The Argentine's lawyers feel an appeal would eventually succeed in persuading the court that Messi and his father have behaved correctly, the player's representatives told AFP in a statement. "The most recent laws from the supreme court on the matter that concerns us would seem to prove the argument of the defence," Messi's lawyers Enrique Bacigalupo and Javier Sanchez-Vera asserted.
Earlier Wednesday, the Barcelona court had found the Argentina international and his father Jorge Horacio Messi guilty of using companies in Belize, Britain, Switzerland and Uruguay to avoid paying taxes on 4.16 million euros of Messi's income earned from his image rights from 2007-09. The income related to Messi's image rights that was allegedly hidden includes endorsement deals with Danone, Adidas, Pepsi-Cola, Procter & Gamble and the Kuwait Food Company.

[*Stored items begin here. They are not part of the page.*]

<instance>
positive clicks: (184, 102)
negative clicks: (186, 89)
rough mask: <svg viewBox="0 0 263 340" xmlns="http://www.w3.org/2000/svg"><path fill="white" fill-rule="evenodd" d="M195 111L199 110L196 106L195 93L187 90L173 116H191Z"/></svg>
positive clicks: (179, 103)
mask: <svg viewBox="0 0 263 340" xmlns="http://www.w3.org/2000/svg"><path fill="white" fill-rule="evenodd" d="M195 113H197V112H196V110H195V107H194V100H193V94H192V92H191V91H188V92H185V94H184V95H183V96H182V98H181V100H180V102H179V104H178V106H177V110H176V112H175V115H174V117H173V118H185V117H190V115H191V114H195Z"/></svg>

The court found Messi and his father, who has managed his son's affairs since he was a child, guilty of tax fraud and ruled that for each of those three years they should serve a sentence of seven months. Messi, 29, a five-time world player of the year winner, was also fined 2.09 million euros while his father was fined 1.6 million euros. They can appeal the decision to Spain's Supreme Court and that is what the pair's lawyers indicated on Wednesday they would, saying they felt confident an appeal would succeed. Messi told the court during the four-day trial that wrapped up on June 4 that he trusted his father with his finances and "knew nothing" about how his wealth was managed.